Meeting President Hassan Sheikh Mohamud, she advanced concrete objectives on conflict-related sexual violence and women’s leadership. Institutional alignment. Diplomatic clarity. Constitutional coherence. The Sussexes’ antics are the precise opposite: chaos masquerading as moral authority.

They insist they are private citizens. Very well. Then relinquish the public instruments of rank. A duke conducting freelance diplomacy is constitutional nonsense, a recipe for confusion abroad and embarrassment at home. Titles are not props. They are instruments of the state.

Britain’s global standing depends on clarity: who speaks, who negotiates, who carries authority. In regions entangled with terrorism, fragile alliances, and contested narratives, ambiguity is not charming. It is dangerous.

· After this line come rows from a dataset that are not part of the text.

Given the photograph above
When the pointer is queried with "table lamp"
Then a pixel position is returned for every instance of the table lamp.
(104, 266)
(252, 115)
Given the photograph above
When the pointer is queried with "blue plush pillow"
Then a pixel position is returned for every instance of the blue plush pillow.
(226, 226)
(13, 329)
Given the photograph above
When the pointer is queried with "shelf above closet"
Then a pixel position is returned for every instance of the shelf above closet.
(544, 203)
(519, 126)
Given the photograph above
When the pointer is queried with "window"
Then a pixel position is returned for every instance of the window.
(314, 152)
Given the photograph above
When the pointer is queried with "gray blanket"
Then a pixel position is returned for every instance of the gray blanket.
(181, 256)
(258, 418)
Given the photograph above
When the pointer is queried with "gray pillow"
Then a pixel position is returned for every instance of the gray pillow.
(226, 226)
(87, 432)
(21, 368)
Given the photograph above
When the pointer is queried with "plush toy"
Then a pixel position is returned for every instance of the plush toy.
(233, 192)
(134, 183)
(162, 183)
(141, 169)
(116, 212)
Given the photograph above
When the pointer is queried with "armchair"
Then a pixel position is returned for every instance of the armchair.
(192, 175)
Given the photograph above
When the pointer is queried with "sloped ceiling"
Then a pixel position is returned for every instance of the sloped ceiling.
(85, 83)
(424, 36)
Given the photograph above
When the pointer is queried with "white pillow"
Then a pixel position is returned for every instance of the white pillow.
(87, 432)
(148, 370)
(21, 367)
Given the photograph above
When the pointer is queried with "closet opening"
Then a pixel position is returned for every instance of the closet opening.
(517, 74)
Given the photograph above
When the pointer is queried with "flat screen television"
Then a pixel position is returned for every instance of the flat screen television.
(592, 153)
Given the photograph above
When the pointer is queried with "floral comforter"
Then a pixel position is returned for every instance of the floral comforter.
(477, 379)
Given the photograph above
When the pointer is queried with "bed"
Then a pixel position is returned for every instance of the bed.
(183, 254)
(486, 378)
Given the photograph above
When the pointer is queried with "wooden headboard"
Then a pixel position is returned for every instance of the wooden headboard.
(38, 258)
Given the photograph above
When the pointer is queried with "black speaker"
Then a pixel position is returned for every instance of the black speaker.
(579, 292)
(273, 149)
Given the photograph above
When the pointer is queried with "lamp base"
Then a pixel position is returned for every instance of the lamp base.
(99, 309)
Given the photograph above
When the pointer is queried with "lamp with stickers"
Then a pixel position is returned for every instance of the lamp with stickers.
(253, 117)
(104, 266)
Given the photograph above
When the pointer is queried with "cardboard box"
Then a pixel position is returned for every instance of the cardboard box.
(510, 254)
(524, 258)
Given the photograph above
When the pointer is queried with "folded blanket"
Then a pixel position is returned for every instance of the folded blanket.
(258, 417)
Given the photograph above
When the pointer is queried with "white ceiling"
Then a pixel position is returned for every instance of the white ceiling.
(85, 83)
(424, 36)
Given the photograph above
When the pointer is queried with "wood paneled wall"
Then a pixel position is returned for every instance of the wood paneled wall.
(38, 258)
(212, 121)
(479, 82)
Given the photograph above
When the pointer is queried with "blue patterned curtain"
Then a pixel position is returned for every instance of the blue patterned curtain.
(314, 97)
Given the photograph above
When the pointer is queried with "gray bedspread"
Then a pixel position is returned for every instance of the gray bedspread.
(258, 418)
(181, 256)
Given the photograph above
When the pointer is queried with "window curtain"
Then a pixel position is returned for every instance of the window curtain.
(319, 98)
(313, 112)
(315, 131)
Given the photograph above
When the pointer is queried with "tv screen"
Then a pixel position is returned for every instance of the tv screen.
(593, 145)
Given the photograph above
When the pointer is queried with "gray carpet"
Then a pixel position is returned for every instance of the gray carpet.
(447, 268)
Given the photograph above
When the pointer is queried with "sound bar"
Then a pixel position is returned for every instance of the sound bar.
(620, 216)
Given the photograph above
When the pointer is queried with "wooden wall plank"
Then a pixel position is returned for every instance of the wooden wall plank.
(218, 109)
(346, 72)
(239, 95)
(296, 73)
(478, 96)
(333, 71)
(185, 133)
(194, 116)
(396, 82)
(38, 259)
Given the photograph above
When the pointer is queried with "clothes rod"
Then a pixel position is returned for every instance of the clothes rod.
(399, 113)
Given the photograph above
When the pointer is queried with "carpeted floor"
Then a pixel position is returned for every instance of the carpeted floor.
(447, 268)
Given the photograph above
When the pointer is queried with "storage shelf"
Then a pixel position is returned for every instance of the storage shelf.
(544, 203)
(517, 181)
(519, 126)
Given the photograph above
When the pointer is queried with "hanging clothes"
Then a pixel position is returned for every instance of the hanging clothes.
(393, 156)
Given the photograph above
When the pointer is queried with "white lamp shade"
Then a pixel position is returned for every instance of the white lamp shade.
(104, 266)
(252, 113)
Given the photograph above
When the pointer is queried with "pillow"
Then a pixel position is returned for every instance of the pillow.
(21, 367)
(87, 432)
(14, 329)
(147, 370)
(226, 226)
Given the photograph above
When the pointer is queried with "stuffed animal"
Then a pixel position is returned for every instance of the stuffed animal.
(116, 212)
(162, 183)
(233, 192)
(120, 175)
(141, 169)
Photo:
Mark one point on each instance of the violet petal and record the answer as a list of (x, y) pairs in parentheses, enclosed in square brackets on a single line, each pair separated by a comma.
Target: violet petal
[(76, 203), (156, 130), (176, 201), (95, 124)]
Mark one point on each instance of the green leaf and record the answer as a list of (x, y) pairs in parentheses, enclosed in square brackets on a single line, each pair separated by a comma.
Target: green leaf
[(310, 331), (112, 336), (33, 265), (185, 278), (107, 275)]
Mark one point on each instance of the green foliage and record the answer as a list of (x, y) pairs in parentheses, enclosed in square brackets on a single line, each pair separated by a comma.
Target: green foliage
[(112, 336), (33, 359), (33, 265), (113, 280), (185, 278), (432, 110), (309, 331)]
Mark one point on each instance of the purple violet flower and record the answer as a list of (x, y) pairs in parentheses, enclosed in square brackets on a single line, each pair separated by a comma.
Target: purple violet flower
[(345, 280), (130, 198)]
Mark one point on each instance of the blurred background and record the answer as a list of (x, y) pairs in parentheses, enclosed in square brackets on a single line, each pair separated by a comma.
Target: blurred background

As long as Prince Harry and Meghan Markle retain their titles, every overseas appearance carries an implied endorsement. That is not opinion — it is a consequence. And Britain must not continue embowering a frivolous brand masquerading as a monarchy.

The remedy is obvious.

Strip the titles. Remove the privileges. End the theatre.

If they wish to operate as entertainers of influencers, they may do so — but only as private citizens. No coronet. No rank. No implied authority.

The monarchy cannot survive perpetual self-promotion under inherited rank. Clarity protects institutions; indulgence corrodes them. The time for indulgence of this rogue pair has long passed.